The Great Plains

 

South Dakota with a thunderstorm imminent

I am a mountain man. I grew up in the mountains. I climb mountains, take pictures of mountains, and generally seek out mountains of all shapes and sizes to live my life among. I don’t know why topography is so important to me, but I need to make my home in the mountains. However, I absolutely love driving on the plains. As most Americans over the age of four know, there is a large swath in the middle of America that was once an ancient seabed, stretching over a thousand miles east to west and several thousand miles north to south. This region is called the Great Plains. And they sure are great…

Most mountain or ocean dwellers like me often disregard the Great Plains as endlessly boring, utilitarian, uninterrupted wasteland that is simply a distance hurdle while traveling between the more interesting parts of the world. Whenever I talk to someone who has recently driven across the USA, invariably they will complain about the worst part of the journey; the endless fields and straight roads of the Great Plains. They may be bored out of their skulls, but for me, the Great Plains are the best part of the Trans-America roadtrip. 

I find the open space relaxing. I find the endless horizons to be calming. I love how there is so little traffic and so few distractions. Life has less tangents and complications among the prairies and fields. I love to watch the weather approach from hundreds of miles away, like I am seeing the future with my own eyes. My mind finds a calm state that is so rare in the heavily populated Northeast or the rambunctious mountain west. Ideas flow out of my brain, drifting into existence like tumbleweeds waiting to be captured. I can comfortably keep a notebook on the dashboard and write them down without worrying about jerking the steering wheel or going around a sharp curve. I can slow my heart rate and ponder for hours. 

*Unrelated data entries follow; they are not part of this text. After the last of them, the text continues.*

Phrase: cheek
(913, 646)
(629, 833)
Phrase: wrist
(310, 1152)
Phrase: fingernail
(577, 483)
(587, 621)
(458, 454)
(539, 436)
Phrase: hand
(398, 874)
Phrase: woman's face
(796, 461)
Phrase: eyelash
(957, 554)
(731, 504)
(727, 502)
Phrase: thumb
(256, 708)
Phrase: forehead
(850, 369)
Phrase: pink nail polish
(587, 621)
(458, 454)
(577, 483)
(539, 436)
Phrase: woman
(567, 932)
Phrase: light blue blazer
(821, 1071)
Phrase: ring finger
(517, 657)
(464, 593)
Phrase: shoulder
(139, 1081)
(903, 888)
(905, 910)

Cocooned in my truck, I enjoy the mighty wind gusts that buffet my truck like invisible hands. Even when getting terrible gas mileage from a vicious head wind, I feel triumphant, like I am swimming upstream against the current on a journey somewhere. Crossing the Great Plains makes me feel like an adventurer, like I am going to new places, even if I know that I am going places I have been before. Maybe that is just baked into my psyche as an American; having learned since my early years about the explorers and pioneers who had to cross the plains headed west. But those early explorers crossed the plains for the same reason the chicken crossed the road, to get to the other side. I choose that route for the time spent on the plains. 

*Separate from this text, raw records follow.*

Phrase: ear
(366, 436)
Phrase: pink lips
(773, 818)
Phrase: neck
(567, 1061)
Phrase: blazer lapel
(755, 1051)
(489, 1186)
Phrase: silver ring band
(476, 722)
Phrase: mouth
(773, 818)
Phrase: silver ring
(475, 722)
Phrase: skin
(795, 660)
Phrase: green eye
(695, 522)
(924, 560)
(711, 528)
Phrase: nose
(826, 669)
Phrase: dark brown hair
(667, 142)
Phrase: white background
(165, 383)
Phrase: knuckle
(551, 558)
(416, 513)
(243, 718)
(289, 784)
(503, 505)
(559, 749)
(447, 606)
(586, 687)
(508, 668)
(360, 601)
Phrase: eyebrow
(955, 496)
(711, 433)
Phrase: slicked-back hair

For most people that I talk to, the Great Plains are experienced as a hardship they must endure to reach the reward on the other side. I think of the slogan that life is a journey, not a destination. Most of the time, I don’t live up to that expectation; I am too busy hurtling through my life towards some unknown goal. But in the Great Plains, I can manage it. The journey across the Great Plains is the whole point. Sure, I am rewarded at the end of my crossing by reuniting friends and family, or arriving at home. But I revere the twenty hours of flat land that is my journey; a time when I can put away the problems that bother me because I am physically far away. Or, I can ruminate on them calmly, unable to escape my hurtling pod crossing the flatlands. 

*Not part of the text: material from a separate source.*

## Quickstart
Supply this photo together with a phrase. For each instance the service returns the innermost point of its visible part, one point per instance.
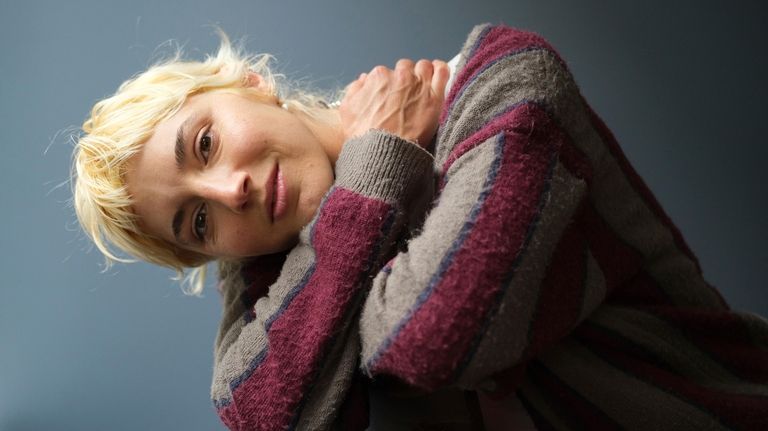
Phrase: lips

        I admire the people who can tough out their lives in such a place. They have qualities of patience and endurance that most humans should envy and aspire to. I love passing through, but I am honest with myself. The relentless wind would drive me crazy. The humidity on the eastern side is suffocating. Particularly on the northern plains, the drifting snow is hellacious. It is not an easy land. But despite the hassles, I cherish the roadtrip. Every time I reach the edges, either the front ranges of the Rockies or the lush lowlands of the Mississippi River, I get nostalgic. While I am dodging traffic and making far too many turns on the steering wheel, I am unable to get lost in my quiet head space and have to greet the issues at hand. Thankfully, I am calm and collected after yet another passage across the Great Plains. I can’t wait to do it again sometime soon.